Having learned her lesson — and I’ve been pretty conscientious about forwarding helpful study design materials to guide her — she will certainly tally wellness-sensitive medical events across the entire population. More importantly, here’s what she is not going to do with this study:

  • “Match” volunteer participants to — you guessed it — non-participants. This nonsense that keeps the wellness industry afloat, and Professor Baicker no doubt sees right through it;
  • List the “unobservable differences” between participants and non-participants as a “limitation.” It’s not a limitation. It’s a baldfaced lie.  It is now known that this face-invalid study design is truly invalid. She wouldn’t lie, right?  That would damage the reputation of the entire Harvard School of Public Health in what will certainly be a high-profile study;
  • Show a high ROI even though the change in health risk factors is trivial. This of course is the stock-in-trade of the Koop Award committee, but a real academic researcher would know better;
  • Compare the costs to “trend” and say “costs were projected to rise by [this amount] but they only rose by [this lower amount], and therefore a huge pile of money was saved”;
  • Attribute all cost differences to the program, whereas a real researcher would look only at utilization differences that could actually be attributed to urging employees to eat more broccoli. (By contrast, one of the studies in her previous meta-analysis credited the wellness program with a reduction in cat scratch fever.)

How do we know she isn’t going to make up phony outcomes again?  She “tipped her hand” with the Oregon Medicaid lottery study.  A terrific natural experiment, her study emphasized the value of a “lottery control,” meaning every subject had the same intent-to-treat.
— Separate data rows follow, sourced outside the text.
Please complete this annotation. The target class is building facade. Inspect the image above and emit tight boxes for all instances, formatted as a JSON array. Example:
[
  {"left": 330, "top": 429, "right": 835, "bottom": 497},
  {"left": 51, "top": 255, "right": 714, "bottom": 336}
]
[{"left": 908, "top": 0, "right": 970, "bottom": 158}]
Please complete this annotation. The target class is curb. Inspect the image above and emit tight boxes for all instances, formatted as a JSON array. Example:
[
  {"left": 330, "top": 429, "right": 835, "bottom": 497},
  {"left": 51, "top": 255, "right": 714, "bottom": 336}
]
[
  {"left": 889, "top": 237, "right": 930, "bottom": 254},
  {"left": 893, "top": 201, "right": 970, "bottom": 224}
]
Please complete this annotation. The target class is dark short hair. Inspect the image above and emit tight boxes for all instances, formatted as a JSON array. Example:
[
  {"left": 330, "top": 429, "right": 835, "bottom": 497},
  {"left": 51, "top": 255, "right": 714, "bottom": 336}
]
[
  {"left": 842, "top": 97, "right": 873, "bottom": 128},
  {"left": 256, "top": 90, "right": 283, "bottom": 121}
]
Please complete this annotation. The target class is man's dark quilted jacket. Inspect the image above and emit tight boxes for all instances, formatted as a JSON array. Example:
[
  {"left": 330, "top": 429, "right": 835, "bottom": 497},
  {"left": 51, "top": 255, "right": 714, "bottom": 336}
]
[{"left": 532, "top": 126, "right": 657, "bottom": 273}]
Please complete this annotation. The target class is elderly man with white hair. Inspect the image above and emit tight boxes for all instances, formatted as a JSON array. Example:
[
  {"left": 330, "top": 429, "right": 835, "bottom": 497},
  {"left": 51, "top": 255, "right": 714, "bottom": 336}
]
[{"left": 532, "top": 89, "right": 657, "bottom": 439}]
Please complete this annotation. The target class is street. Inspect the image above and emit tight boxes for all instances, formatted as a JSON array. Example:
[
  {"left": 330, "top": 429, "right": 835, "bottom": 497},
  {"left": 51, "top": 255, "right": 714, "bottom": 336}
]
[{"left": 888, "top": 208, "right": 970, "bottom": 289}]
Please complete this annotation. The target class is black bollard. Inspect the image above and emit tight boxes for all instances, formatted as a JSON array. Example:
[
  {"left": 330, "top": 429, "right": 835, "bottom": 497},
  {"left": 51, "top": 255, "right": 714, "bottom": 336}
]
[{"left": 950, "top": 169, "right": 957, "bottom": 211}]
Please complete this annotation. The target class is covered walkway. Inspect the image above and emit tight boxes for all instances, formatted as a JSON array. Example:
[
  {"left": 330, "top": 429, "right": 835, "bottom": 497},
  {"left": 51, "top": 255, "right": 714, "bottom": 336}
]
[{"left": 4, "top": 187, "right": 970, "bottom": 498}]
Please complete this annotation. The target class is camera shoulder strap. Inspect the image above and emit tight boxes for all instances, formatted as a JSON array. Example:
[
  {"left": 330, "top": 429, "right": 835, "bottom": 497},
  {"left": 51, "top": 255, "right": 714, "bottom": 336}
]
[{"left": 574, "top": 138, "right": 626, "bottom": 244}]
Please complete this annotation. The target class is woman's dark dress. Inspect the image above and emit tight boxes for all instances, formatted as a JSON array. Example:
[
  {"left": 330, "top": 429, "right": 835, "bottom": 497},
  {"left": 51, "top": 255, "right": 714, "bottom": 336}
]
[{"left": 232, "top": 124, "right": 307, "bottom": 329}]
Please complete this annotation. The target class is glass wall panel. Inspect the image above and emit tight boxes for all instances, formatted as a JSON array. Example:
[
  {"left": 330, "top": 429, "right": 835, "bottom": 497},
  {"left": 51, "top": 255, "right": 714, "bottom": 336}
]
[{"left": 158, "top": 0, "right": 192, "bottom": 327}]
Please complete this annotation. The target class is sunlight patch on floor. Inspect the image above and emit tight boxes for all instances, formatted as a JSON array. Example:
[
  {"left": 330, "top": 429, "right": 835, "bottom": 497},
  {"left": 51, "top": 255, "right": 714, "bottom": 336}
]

Exactly the opposite of the wellness participants-vs-non-participants study design.

Further, who wants to be known as the Typhoid Mary of workplace wellness? The Oregon study was an excellent one, so naturally it showed exactly the opposite of what wellness studies show. Specifically, facilitating access to care doesn’t reduce the cost of care or improve physical health status. And that was for people — newly minted Medicaid recipients — who didn’t have any insurance to begin with.  Wellness, of course, takes employees who already have plenty of access to care and drown them in even more, unwanted and largely unneeded, screenings and checkups.

As for BJ’s Wholesale Club, I suspect they got suckered into this. Who volunteers to become the next Pepsico, a case study of how wellness programs fail?  BJ’s obviously isn’t studying their own competitors: Target has one of the best programs in the country — precisely because they are far too smart to use a vendor like Wellness Workdays.

In any case, we look forward to her research study. Or perhaps, since this is in conjunction with Wellness Workdays, to rseveral esearch studies.